28 June 2016 Consultancy.uk

The internet is a key element in today’s digital economy, with most businesses in the developed world having broad high speed access to uncensored data streams and digital tools. While the Chinese market remains generally positive for American businesses in a number of key respects, the laws and regulations of intellectual property rights and their enforcement remain problematic. A recent survey finds that 52% of US businesses cite China as a greater risk of IP leakage and data security threats than other regions in which they operate. Internet censorship too is inhibiting US businesses operating in China, among which productivity, data sharing across global operations and deploying companywide digital tools is impeded.

Every year, for the past 18 years, the American Chamber of Commerce in the People’s Republic of China (AmCham China) has produced a survey into the local market conditions of American businesses operating in China. This year’s survey, titled ‘2016 China Business Climate Survey Report’, was created in partnership with Bain & Company. The research itself involves 469 respondents from American businesses operating in China. The respondents are predominantly senior-level country managers (66%), followed by directors or functional heads (16%). Respondent companies have a range of revenues, with 34% under $10 million, 35% between $10 and $100 million and 31% above $100 million. The companies operating in China do so across a range of sector categories including Industrial & Resources, Technology & Other R&D Intensive, Consumer (product & service) and Services.

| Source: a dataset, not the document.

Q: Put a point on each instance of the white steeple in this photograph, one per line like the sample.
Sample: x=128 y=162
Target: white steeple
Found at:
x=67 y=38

The research covers a range of factors relating to the operating environment in China. These include not only the company’s revenue growth and macro-economic conditions, but also factors such as continued investment in the region, access to skills, regulatory changes, and intellectual property conditions.

IPR laws and regulations effectiveness and enforcement

Intellectual property rights
The research highlights that China remains a region in which intellectual property rights (IPR) laws and regulations in a range of categories are lowly rated by American company’s operating in the region. Trade secrets protection is particular poorly rated, with 38% of companies saying that they are ineffective, compared to 17% who say that they are very ineffective. Patents are the best protected through laws and regulations according to the respondents, at 66% saying that regulation is either effective or very effective, while 27% say that it is ineffective.

In terms of the enforcement of IPR laws and regulations, trade secrets fares the worst — with 40% saying that enforcement is ineffective and 20% saying it is very ineffective. Patent enforcement also fares relatively poorly, with 34% saying that enforcement is ineffective and 12% saying that it is very ineffective.

Improvement to China’s IPR enforcement

Chinese authorities are mindful to the damage IPR violations, especially in the area of trade secrets and patents, can have on the friendliness of the business environment. Recent years have seen the environment improve, according to respondents. In 2014, 86% said that China’s IPR laws had improved in the past five years. In 2015, this increased further to 91% that believe IPR laws have improved in the past five years.

IP leakage and IT or data security threats in China

The report also finds the level of risk associated with IP leakage and IT or data security threats in China remains riskier than in other jurisdictions in which the company operates. In 2015, 52% of respondent companies rated China as a greater risk, while 46% say it is comparable to other jurisdictions. There is, however, a downward trend in terms of IP and IT or data security threats in the country — in 2014, as much as 60% said the risk in China is greater.

Internet censorship

Internet censorship on business
Another issue the report highlights is that ‘the great firewall of China’, and other measures to inhibit the free flow of information on the internet through censorship of content and websites, continues to impact companies’ ability to conduct business in the country. 36% of respondents believe it negatively impacts their operation, 43% say that it somewhat negatively impacts their conduct while 11% say it is somewhat positive and 10% that it positively impacts their operations.

The effects of censorship on business

The effect of censorship has a range of effects on business. Productivity issues and the (in)ability to share data between global teams, due to the slower pace of accessing websites outside of China, is cited as an issue for 77% of respondents, while the inability to access certain websites and sources of crucial information/data was cited by 71% of respondents. 63% said that they were hampered by unreliable or inconsistent access and speed, which saw one in ten organisations invest less in innovation in the country, while 56% were unable to use certain online tools for their operations — limiting the potential of new companywide digital tools available in other regions. Only 5% of respondents said that internet controls do not hinder their business in any way.